Biography
Melinda Russial
My curricular focus dwells in the interstices of educational phenomenology, global arts, and social justice. After seven years as Director of Arts and Culture, Director of Student Life Curriculum, Wellness Peer Education supervisor and IB Music and Theory of Knowledge teacher at the United World College-USA, I am now pursuing doctoral research in Sociology and Gender Studies at the University of Oulu, Finland. As an artist, my primary area of emphasis is in European orchestral clarinet and bass clarinet, with a secondary emphasis in Balkan and Middle Eastern music. I am currently exploring the rumblings of nascent poetry and the spaces between visual, aural, and literary mediums. I hold degrees in clarinet performance from Northwestern University (Bachelor of Music) and the University of Minnesota (Master of Music), and a Bachelor’s equivalent in Social Studies teaching.
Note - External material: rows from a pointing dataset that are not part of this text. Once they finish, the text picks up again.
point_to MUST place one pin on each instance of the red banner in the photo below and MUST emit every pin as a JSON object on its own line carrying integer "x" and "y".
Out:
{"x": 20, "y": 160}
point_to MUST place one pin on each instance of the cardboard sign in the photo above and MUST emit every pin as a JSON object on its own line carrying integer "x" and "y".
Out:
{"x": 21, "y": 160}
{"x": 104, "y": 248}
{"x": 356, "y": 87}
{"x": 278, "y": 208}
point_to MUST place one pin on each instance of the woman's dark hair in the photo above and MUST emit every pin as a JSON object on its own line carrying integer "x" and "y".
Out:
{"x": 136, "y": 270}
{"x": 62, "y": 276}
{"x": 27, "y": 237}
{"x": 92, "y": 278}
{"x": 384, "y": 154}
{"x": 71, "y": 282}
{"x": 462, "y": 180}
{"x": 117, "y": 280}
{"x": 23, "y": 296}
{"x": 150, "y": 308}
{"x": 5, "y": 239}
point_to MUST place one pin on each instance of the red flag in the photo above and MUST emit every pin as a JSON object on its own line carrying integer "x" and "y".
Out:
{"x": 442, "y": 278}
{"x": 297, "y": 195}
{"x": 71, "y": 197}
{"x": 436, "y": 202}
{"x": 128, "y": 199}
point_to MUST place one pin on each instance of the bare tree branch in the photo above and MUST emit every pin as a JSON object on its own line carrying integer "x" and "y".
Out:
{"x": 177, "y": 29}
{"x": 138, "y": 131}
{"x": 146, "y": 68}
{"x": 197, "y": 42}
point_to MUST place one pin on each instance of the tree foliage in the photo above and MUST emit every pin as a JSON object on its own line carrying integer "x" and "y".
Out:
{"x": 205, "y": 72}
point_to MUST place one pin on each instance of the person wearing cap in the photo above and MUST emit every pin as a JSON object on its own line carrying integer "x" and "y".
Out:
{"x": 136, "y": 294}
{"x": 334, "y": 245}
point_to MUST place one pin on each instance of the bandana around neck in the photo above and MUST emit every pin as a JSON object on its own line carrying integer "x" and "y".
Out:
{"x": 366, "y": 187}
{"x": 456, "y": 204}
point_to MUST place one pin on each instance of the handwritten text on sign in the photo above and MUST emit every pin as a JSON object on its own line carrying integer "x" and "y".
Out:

I am also working toward a Master of Arts degree in English at the Middlebury Bread Loaf School of English. My teaching experience includes secondary and undergraduate global arts and humanities programs.
The confluence of experience at physical and psychological borders, experience that catalyzes personal transformations and sets the stage for larger systemic revolutions, has long occupied the core of my work. I am drawn to the prohibited and forbidden in education, to the mysteries that live in the hidden spaces of our porous intellectual boundaries. In a career that spans two decades of involvement in education and the arts, I have often found my fundamental orientation as an integrative thinker to be at odds with the traditional categories of reflection and practice that I have inherited. My praxis thrives in unfamiliar points of entry and divergent applications of knowledge across slippery and ever-changing ontological landscapes. In this current iteration of PhD study and research work, I again find myself compelled to embrace the borderlands of teaching and learning: I am interested in understanding what happens through, across, and around our learning spaces, what percolates in the between-spaces of established curricula, what happens when diverse educational paradigms and worldviews collide in the political realm of classrooms and alternative educational settings. Above all, I am interested in how our individual and shared identities are constructed and transformed as we encounter ourselves and each other in threshold states of being. I believe that a grounding in these questions can help us contend with the exigencies of our collective survival and teach towards world-preserving principles and global civic engagement.